The GDPR makes it a legal requirement to appoint a Data Protection Officer (“DPO”) if (a) you are a public authority or body, (b) your core activities require large scale, regular and systematic monitoring of individuals (for example, online behaviour tracking), and (c) your core activities consist of large-scale processing of special categories of data or data relating to criminal convictions and offences.

Organisations can also choose to voluntarily appoint a DPO.

The DPO can be an existing member of staff, or externally appointed.

  1. Work towards “data protection by design and default”

This means you have to integrate or ‘bake in’ data protection into your processing activities and business practices, from design right through the lifecycle. Data protection by design is about considering data protection and privacy issues upfront in everything you do. It can help organisations to ensure that they comply with the GDPR’s fundamental principles and requirements, and forms part of the GDPR’s focus on accountability.

To find out more, please contact Leigh Head. 

Brexit frustration

Following the UK’s decision to leave the EU, the medicines regulator, the European Medicines Agency (EMA), decided to relocate from its Canary Wharf premises to Amsterdam. The EMA tried to bring their lease at to an end, maintaining that the 25 year lease, granted in October 2014, would be ‘frustrated’ by the potential withdrawal of the UK from the EU.

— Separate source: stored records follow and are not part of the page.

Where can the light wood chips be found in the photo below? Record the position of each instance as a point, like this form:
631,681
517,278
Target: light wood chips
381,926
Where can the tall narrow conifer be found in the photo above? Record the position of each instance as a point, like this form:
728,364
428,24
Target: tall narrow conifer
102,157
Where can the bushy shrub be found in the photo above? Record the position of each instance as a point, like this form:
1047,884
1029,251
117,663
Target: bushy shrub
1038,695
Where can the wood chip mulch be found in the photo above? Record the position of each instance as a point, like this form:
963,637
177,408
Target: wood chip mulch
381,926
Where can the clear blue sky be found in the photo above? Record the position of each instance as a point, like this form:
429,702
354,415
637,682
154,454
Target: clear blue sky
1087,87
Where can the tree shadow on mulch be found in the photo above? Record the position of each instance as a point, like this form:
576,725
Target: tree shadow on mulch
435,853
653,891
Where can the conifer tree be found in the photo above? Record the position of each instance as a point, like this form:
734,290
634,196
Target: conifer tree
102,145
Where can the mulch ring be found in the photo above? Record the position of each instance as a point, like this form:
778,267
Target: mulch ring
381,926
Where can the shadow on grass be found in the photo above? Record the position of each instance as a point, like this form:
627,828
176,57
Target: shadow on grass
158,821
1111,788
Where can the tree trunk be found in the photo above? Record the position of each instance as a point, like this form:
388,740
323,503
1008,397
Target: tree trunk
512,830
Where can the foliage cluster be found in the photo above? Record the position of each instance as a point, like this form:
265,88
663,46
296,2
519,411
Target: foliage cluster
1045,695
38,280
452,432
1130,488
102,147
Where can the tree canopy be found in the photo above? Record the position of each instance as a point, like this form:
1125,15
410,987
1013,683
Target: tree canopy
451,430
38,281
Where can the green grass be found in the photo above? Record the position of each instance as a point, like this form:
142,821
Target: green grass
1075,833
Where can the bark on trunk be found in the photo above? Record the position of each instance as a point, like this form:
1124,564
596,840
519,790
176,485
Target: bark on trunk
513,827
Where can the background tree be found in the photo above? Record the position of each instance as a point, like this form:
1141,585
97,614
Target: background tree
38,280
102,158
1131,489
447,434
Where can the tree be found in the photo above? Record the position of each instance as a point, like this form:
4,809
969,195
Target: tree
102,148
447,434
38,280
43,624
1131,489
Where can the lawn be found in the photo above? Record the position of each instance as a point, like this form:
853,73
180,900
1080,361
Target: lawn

Key to the court rejecting their argument was the length of the lease (25 years), the absence of a break clause and the ability to assign and underlet the premises.

The court’s decision would clearly have had a significant impact, if it had gone the other way.  Whilst it has prevented the floodgates opening for now, it is also unlikely that this is the last we will hear of this type of argument.  Some commentators have suggested that, where parties can show a common purpose to the signing of the lease, specifically it being dependent on the UK remaining within the EU, judges may have a more sympathetic ear. The EMA have sought leave to appeal …. watch this space.

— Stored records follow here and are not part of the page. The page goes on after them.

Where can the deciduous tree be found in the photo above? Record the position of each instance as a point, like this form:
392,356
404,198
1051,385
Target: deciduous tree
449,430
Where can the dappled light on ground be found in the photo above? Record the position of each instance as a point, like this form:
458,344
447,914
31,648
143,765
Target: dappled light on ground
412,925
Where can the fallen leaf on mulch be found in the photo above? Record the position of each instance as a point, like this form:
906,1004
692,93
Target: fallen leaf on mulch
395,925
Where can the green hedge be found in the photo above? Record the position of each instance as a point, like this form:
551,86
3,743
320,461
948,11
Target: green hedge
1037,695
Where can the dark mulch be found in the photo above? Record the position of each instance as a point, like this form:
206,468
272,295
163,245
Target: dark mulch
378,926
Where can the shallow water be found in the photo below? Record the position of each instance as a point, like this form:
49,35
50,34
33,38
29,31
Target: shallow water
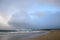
19,36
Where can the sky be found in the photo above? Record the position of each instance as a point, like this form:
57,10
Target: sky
35,14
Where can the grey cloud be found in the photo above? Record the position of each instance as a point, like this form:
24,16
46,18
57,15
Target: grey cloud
15,12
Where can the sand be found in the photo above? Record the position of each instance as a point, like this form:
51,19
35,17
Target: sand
52,35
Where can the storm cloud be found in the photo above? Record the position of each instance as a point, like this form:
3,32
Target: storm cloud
42,14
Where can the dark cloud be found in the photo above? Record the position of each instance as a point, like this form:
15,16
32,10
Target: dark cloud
27,13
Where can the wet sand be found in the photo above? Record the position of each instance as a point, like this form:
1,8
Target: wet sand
52,35
21,36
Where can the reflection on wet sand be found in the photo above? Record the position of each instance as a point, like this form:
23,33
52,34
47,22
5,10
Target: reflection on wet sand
20,36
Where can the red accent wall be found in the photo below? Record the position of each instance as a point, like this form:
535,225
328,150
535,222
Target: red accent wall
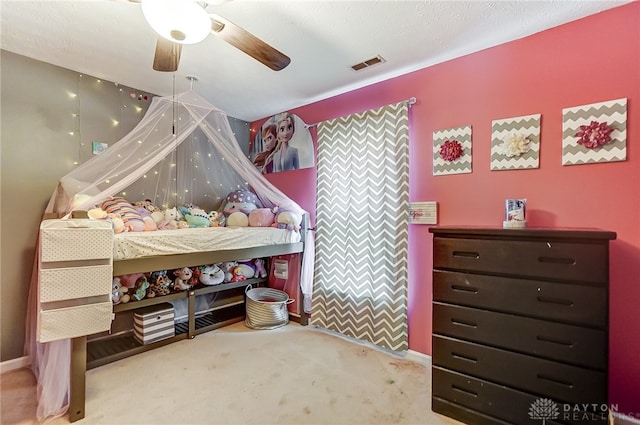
590,60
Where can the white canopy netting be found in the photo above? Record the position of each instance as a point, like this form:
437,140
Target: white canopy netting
183,151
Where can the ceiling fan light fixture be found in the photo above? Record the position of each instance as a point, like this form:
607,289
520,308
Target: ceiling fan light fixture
180,21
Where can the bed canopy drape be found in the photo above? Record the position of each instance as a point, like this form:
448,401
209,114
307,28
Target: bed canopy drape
183,151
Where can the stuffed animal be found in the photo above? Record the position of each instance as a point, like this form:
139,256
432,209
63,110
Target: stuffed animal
227,268
237,275
260,269
119,292
238,205
197,217
181,282
214,217
99,214
140,290
122,208
147,205
237,219
245,268
129,280
159,284
211,275
170,219
287,220
261,217
195,276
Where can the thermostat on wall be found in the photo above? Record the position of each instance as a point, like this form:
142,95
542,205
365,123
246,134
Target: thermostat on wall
423,212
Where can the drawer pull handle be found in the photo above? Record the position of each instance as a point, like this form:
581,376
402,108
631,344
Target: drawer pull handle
466,254
557,260
464,323
551,300
464,357
464,288
464,390
555,380
555,341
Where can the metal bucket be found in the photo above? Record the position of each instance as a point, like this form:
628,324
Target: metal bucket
266,308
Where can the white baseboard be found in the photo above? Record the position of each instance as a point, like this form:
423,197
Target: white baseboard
13,364
621,419
418,357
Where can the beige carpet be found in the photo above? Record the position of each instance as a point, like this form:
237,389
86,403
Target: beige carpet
235,375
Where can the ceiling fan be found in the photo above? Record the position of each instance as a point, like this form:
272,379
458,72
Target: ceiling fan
179,22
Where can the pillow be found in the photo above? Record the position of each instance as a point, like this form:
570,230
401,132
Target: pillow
132,219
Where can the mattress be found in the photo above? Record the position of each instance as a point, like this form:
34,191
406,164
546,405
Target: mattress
183,241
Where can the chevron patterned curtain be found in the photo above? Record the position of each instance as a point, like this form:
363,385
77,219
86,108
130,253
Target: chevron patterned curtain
360,286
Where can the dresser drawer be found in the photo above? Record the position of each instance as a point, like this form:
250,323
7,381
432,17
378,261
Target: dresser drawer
581,262
566,343
580,304
531,374
505,404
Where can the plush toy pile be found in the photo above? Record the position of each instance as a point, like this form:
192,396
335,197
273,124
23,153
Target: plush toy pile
241,208
139,286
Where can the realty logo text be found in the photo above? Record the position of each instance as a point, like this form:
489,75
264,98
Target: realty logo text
545,409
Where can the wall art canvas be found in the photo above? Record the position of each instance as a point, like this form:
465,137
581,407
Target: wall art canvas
452,151
515,143
283,143
595,133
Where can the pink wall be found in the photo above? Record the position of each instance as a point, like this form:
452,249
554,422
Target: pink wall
591,60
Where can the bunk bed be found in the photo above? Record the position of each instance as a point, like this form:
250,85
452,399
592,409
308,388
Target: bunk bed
88,353
64,319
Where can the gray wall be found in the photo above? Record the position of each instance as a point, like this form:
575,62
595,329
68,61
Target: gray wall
49,118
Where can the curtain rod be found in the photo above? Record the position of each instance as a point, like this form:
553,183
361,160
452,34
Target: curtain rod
411,101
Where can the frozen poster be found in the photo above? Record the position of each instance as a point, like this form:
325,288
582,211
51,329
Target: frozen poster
283,143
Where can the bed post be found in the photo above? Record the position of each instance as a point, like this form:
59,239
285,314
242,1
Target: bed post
77,378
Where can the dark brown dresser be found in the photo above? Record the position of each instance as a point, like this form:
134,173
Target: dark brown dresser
520,325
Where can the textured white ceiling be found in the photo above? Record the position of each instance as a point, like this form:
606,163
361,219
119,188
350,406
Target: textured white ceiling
110,39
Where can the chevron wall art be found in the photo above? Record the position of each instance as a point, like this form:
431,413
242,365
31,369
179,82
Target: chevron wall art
614,113
360,285
515,143
460,165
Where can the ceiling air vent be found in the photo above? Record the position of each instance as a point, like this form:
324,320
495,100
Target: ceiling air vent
369,62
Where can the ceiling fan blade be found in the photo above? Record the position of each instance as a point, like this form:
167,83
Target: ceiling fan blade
167,55
248,43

This was the one of two cases covered by Michael Lewis, head of property disputes at Sherrards, and Ben Walters who were guest speakers at a recent CPD training day run by South of England Surveyors for over 100 surveyors based on the south coast.

To find out more, please contact Mike Lewis

The Taste of Victory

Due to a recent ruling by the European Union Intellectual Property Office (“EUIPO”), any business across Europe is now permitted to use the name “Big Mac” on any of their products in stores. The change comes after the relatively small Irish restaurant chain, Supermac, won a  long running battle against McDonald’s to have use of iconic Big Mac trademark cancelled across Europe.

The global powerhouse McDonald’s ultimately lost the case for their trade mark due to an inability to prove “genuine use”. The McDonald’s defence included providing  print-outs of its websites, examples of advertisements and packaging, three signed affidavits from its executives, and a print out of its Wikipedia page as evidence that it sells Big Macs across the EU and deserves a trademark. This was not sufficient evidence in the case however and the EUIPO held that, “Even if the goods were offered for sale, there is no data about how long the products were offered on the given web page or in other ways, and there is no information of any actual sales taking place”.

In the end, McDonald’s lost their monopoly over the name Big Mac, which is sure to be a huge blow to the company due to Big Mac being considered one of the most easily recognisable brands on the planet.  We are waiting on news of any appeal but for now the real question that we must ask ourselves is “can you call it a Big Mac if it has bacon?”